= Certificate of pharmaceutical product =

International trade document

The certificate of pharmaceutical product (abbreviated: CPP) is a certificate issued in the format recommended by the World Health Organization (WHO), which establishes the status of the pharmaceutical product and of the applicant for this certificate in the exporting country; it is often mentioned in conjunction with the electronic Common Technical Document (eCTD). A CPP is issued for a single product, because manufacturing arrangements and approved information for different pharmaceutical forms and strengths can vary. The CPP is mentioned in World Trade Organization documents, although the tightly regulated products are subject to bilateral trade agreements or regional trade agreements. The International Council for Harmonisation of Technical Requirements for Pharmaceuticals for Human Use (ICH) has instituted standards for this purpose but it is unclear how the ex-ICH countries operate their health regulators.

==Scope==

The Certificate of a Pharmaceutical Product is needed by the importing country when the product in question is intended for registration (licensing, authorisation) or renewal (prolongation) of registration, with the scope of commercialisation or distribution in that country.
Certification has been recommended by WHO to help undersized drug regulatory authorities or drug regulatory authorities without proper quality assurance facilities in importing countries to assess the quality of pharmaceutical products as prerequisite of registration or importation.

In the presence of such CPP, WHO recommends to national authorities to ensure that analytical methods can be confirmed by the national laboratory, to review and if necessary to adapt product information as per local labelling requirements, and to assess bioequivalence and stability data if necessary.

However, regulatory practices often vary in importing countries.

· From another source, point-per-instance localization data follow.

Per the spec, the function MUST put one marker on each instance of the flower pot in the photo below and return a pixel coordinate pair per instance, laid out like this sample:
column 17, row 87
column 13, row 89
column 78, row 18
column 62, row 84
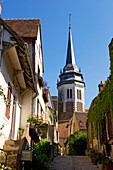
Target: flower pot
column 94, row 162
column 109, row 167
column 100, row 166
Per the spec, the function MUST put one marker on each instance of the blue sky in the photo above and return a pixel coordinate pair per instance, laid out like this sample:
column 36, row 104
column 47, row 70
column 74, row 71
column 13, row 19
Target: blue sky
column 92, row 31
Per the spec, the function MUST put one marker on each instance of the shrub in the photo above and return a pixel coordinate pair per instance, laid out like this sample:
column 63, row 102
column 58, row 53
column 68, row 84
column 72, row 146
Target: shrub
column 41, row 155
column 78, row 144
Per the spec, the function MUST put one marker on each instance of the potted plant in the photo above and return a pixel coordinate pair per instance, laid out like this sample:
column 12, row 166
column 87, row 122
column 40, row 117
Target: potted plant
column 36, row 122
column 108, row 164
column 91, row 152
column 95, row 158
column 101, row 159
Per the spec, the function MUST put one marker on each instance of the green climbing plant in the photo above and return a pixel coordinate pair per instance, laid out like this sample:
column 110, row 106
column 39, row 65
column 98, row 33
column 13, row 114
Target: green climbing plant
column 104, row 101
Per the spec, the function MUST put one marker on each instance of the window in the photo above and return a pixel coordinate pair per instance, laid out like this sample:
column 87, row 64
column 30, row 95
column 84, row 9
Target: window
column 79, row 96
column 69, row 93
column 7, row 114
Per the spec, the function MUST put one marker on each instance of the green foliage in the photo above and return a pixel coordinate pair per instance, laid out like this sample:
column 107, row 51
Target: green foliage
column 41, row 155
column 104, row 101
column 77, row 144
column 1, row 130
column 2, row 167
column 51, row 115
column 21, row 131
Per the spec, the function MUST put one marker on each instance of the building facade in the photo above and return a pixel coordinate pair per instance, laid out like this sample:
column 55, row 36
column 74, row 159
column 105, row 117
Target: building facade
column 71, row 88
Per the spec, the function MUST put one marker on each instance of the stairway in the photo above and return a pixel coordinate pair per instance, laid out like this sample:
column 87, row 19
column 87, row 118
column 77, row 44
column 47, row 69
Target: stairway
column 11, row 147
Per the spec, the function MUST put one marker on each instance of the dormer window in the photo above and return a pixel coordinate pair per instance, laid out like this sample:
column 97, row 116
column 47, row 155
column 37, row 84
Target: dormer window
column 69, row 93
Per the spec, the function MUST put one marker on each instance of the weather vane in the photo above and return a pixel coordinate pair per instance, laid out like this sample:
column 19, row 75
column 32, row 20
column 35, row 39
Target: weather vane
column 69, row 20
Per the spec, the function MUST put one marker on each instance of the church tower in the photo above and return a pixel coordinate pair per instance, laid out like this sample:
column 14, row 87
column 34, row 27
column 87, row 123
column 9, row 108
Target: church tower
column 71, row 86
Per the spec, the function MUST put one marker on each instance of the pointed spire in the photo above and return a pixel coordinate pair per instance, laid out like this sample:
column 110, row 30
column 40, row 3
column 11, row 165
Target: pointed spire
column 70, row 52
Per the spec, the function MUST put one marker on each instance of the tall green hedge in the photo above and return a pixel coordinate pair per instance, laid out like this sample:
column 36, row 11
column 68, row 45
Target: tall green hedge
column 104, row 101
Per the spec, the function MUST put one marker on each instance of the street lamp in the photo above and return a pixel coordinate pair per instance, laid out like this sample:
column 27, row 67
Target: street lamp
column 0, row 9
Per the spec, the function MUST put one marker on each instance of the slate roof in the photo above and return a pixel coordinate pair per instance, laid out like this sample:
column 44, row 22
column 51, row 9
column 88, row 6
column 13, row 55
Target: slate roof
column 24, row 27
column 70, row 52
column 63, row 131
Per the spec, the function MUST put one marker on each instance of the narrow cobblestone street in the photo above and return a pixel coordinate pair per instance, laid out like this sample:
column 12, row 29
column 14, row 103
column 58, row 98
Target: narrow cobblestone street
column 72, row 163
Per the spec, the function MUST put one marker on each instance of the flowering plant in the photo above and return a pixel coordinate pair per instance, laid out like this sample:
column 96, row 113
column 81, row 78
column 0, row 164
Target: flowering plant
column 95, row 156
column 34, row 119
column 37, row 120
column 101, row 158
column 108, row 162
column 91, row 152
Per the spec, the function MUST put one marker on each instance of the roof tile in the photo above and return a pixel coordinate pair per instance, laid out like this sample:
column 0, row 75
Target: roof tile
column 24, row 27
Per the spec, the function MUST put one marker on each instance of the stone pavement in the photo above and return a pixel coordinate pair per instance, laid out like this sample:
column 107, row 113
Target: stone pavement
column 72, row 163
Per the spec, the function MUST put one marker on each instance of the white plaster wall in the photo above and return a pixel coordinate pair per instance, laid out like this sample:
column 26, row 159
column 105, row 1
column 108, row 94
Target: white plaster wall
column 38, row 63
column 6, row 76
column 26, row 106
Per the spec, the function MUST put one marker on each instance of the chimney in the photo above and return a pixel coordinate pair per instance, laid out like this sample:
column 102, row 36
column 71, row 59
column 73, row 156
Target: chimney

Thus, in addition to CPP, assessment of application dossiers to support drug registrations, with different levels and complexity of requirements are considered necessary to satisfy full assurance on the appropriate quality of drugs.

==Content and format==

The content of CPP consists of the following main data:

- Exporting (certifying) country
- Importing (requesting) country
- Name, dosage (pharmaceutical) form and composition of the product (active ingredient(s) and amount(s) per unit dose)
- Information on registration (licensing) and marketing (presence on the market) status of the product in the exporting country
- Number of product license (including license holder details, license holder's involvement in manufacturing if any) and date of issue, if applicable
- Appended summary of technical basis on which the product has been licensed (if required by the issuing authority)
- Appended current product information
- Details on the applicant for the CPP
- If marketing authorisation is lacking in the exporting country, information about the reasons for this
When applicable, information as to whether the manufacturing site is periodically inspected by certifying authority and whether the manufacturing site complies with Good Manufacturing Practice (GMP) as recommended by WHO.

Although issuing authorities claim that their CPP conform to WHO format (a statement to confirm whether or not the document is issued in the format recommended by WHO should be included in the certificate), their format and content may vary from one issuing country to another. Also, some authorities do not issue a CPP if the medicinal product concerned is not licensed in the exporting country (e.g. Italy). In this last case, a Certificate of Exportation is issued instead, with a format and content similar to those of a CPP.

In order to avoid disruption of medicinal product availability due to the COVID-19 pandemic, starting with year 2000 stringent regulatory agencies (SRA) implemented the electronic CPP (eCPP). Conceived in the initial stages as a temporary solution in response to the pandemic, eCPP turned gradually into a standard, replacing the paper CPP. In addition to reducing paper waste, another advantage is the faster availability of such documents compared to their hard format.

==Special considerations in importing countries==

Most competent authorities in importing countries require CPP to be issued by the country of origin.

Also, even though this certificate is released in its original form, addressed to a specific importing country and stamped with the seal of issuing authority on each page, many authorities in importing countries may unnecessarily request authentication of such a document in the form of legalisation by their embassy in the exporting country or by apostillation ("Abuse of scheme"). This practice continues in some importing countries also with the advent of eCPP. Therefore, the issuing SRA strongly recommend verification of eCPP using alternative ways, such as online (e.g., on EMA and FDA websites), using a QR code (FDA), checking of electronic signature validity (EMA) etc.